Given that X follows Uniform $[0,1]$ find the PDF of $Y=\text{log } X$
Calculate the distribution of $$Y:F(y) = P(Y<y)$$ In this case, we have $$F(y)=P(\log X<y)=P(X<e^y) =\int_0^{e^y}dt$$
Completing the calculating gives $$PDF=f(y)=e^y, 0<y<\infty$$
And this does not have area under the curve as $1$? In, fact, it will be infinite.
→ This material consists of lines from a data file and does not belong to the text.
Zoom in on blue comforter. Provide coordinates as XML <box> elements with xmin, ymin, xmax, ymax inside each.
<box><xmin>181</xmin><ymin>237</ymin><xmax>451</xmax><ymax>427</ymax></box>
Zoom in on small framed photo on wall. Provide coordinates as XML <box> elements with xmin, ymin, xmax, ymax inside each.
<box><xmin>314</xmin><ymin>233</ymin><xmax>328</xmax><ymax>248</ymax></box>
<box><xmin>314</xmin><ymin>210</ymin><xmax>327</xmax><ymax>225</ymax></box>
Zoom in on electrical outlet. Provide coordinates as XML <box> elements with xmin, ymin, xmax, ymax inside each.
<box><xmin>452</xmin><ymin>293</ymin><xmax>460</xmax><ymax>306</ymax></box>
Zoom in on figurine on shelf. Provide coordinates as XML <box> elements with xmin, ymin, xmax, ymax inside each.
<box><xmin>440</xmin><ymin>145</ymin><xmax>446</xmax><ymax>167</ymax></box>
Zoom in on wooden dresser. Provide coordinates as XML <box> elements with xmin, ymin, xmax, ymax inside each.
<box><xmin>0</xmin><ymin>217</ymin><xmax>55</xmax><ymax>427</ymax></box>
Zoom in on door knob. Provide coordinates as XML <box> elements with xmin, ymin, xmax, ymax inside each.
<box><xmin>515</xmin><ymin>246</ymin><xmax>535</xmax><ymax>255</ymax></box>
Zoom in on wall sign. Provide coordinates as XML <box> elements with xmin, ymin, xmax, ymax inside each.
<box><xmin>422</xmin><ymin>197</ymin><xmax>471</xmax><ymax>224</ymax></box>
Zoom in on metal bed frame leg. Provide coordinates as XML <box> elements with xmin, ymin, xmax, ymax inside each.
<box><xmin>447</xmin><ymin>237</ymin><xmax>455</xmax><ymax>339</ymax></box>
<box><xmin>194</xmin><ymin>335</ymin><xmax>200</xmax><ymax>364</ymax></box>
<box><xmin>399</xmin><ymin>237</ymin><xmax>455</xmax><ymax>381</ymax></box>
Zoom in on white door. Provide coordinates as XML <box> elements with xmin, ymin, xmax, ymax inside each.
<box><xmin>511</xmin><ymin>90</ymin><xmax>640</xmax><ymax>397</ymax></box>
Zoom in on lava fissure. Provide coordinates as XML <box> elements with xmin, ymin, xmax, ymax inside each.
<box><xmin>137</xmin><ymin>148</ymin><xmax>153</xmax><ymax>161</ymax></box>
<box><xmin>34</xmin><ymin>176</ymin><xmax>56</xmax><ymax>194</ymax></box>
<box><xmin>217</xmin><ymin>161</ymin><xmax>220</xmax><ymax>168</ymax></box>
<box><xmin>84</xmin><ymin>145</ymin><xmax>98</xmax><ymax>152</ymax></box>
And when I do a transformation shouldn't the PDF already be normalized?
How do I resolve this?
Adding on to the other answer, the flaw in your reasoning lies at: "$\displaystyle P(X < e^y) = \int_0^{e^y}dt$". This is false, as the PDF of $X$ is not $\mathbf1_{\mathbb R_+}$, but $\mathbf 1_{[0,1]}$. The correct continuation would be, for $y\in \mathbb R$: $$ F(y) = P(\log X < y) = P(X < e^y) = \int_{-\infty}^{e^y}\mathbf 1_{[0,1]}dt = \int_0^{\min(e^y,1)}dt = \min(e^y,1).$$ Thus the PDF of $Y$ would be: $$g(y) = e^y, \, -\infty < y < 0.$$
Because $X<1$ almost surely, we have $Y<\log(1)=0$ almost surely. Thus, for positive $y$, we have $$ P(Y<y)=P(X<e^y)\ge P(X<1)=1 $$ The formula $P(Y<y)=e^y$ is only true when $y$ is not positive.